# Primary DNS server online but not responding



## robertgraham (Oct 28, 2009)

The majority of the time the internet works perfectly but occasoinaly i get the "windows confirmed that the "primary dns server" is online, but is not responding to connection attempts at this time". When i get this message my xbox will also disconnect from xbox live. The problem fixes after many times of resetting the network adapter, but the problem will repair itself if it is left for roughly the same amount of time, this isnt a major problem but it is a massive inconvinience while watching a film or playing a game online. When this problem occurs i still have a good connectivity (3-5 bars) but it is local only.
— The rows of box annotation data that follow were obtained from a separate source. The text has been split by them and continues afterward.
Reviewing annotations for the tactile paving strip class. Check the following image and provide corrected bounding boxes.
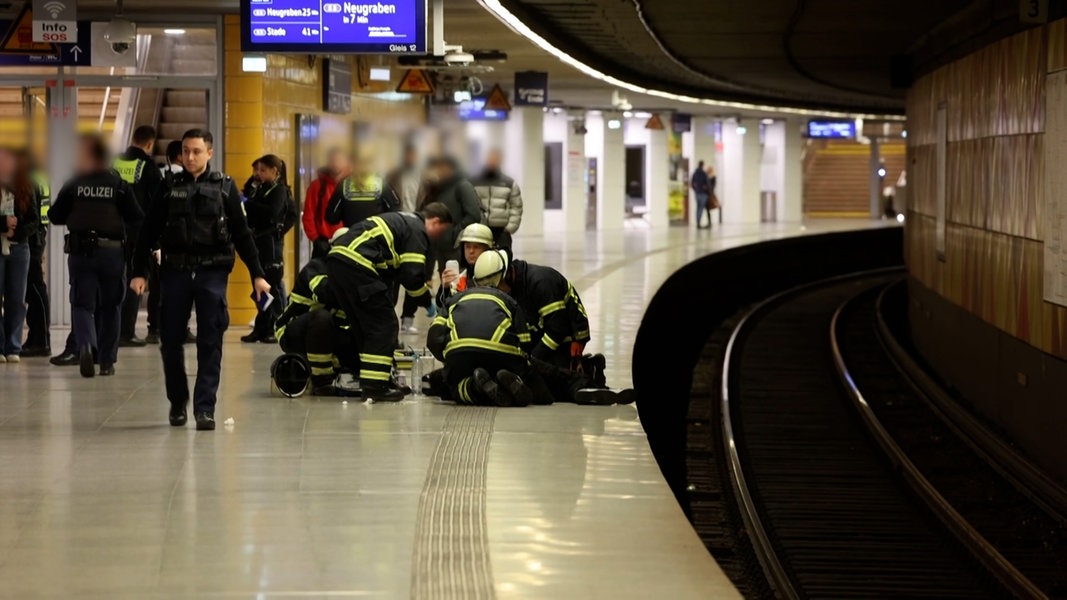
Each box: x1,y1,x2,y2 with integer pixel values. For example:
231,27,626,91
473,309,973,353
411,407,496,600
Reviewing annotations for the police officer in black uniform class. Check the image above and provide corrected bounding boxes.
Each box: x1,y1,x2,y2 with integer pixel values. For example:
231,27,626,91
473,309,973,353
130,129,270,431
112,125,163,347
20,151,52,358
48,136,144,377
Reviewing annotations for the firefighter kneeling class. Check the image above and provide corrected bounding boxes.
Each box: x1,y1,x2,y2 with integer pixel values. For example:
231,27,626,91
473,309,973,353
272,227,360,396
427,251,635,406
427,287,534,407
My first impression is that its a problem with the router, a new one has been ordered but with the postal strike has not yet arrived. Even if the problem is fixed by a new router it would be handy to know how to fix it for future refernece. I'm new here so im not sure what information i need to provide you with or how to get that information. Any help will be appreciated thanks.


----------



## JohnWill (Oct 19, 2002)

Some things you can try here, listed in the order you should try them.


For wireless connections, remove all the stored wireless profiles and search for networks. You'll have to enter the encryption key again, which is sometimes the issue for connection problems.
For wireless connections, change the channel on the router, I like channels 1, 6, and 11 in the US.
For wireless connections, try moving either the wireless router/AP or the wireless computer. Even a couple of feet will sometimes make a big difference.
Update the network drivers (wired and wireless) on your computer to the latest available.
Update the firmware to the latest version available on the manufacturer's site.
Reset the router to factory defaults and reconfigure.

Many times these measures will resolve a lot of intermittent issues.


----------



## robertgraham (Oct 28, 2009)

Thanks for the quick response but reading your reply reminded me of how little i explained. I am using a wireless vista laptop, its a netgear router and i am also in the U.K. As silly as this sounds i don't know how to remove the stored profiles or how i would change the channels on the router and would 1,6 an 11 still be the best. Sorry if this is inconvenient.


----------



## JohnWill (Oct 19, 2002)

Open *Network and Sharing Center*, select the link on the left *Manage wireless networks*. Select the network and click Remove on the menu bar above the display.

Channels are changed by accessing the router's web based configuration pages.


----------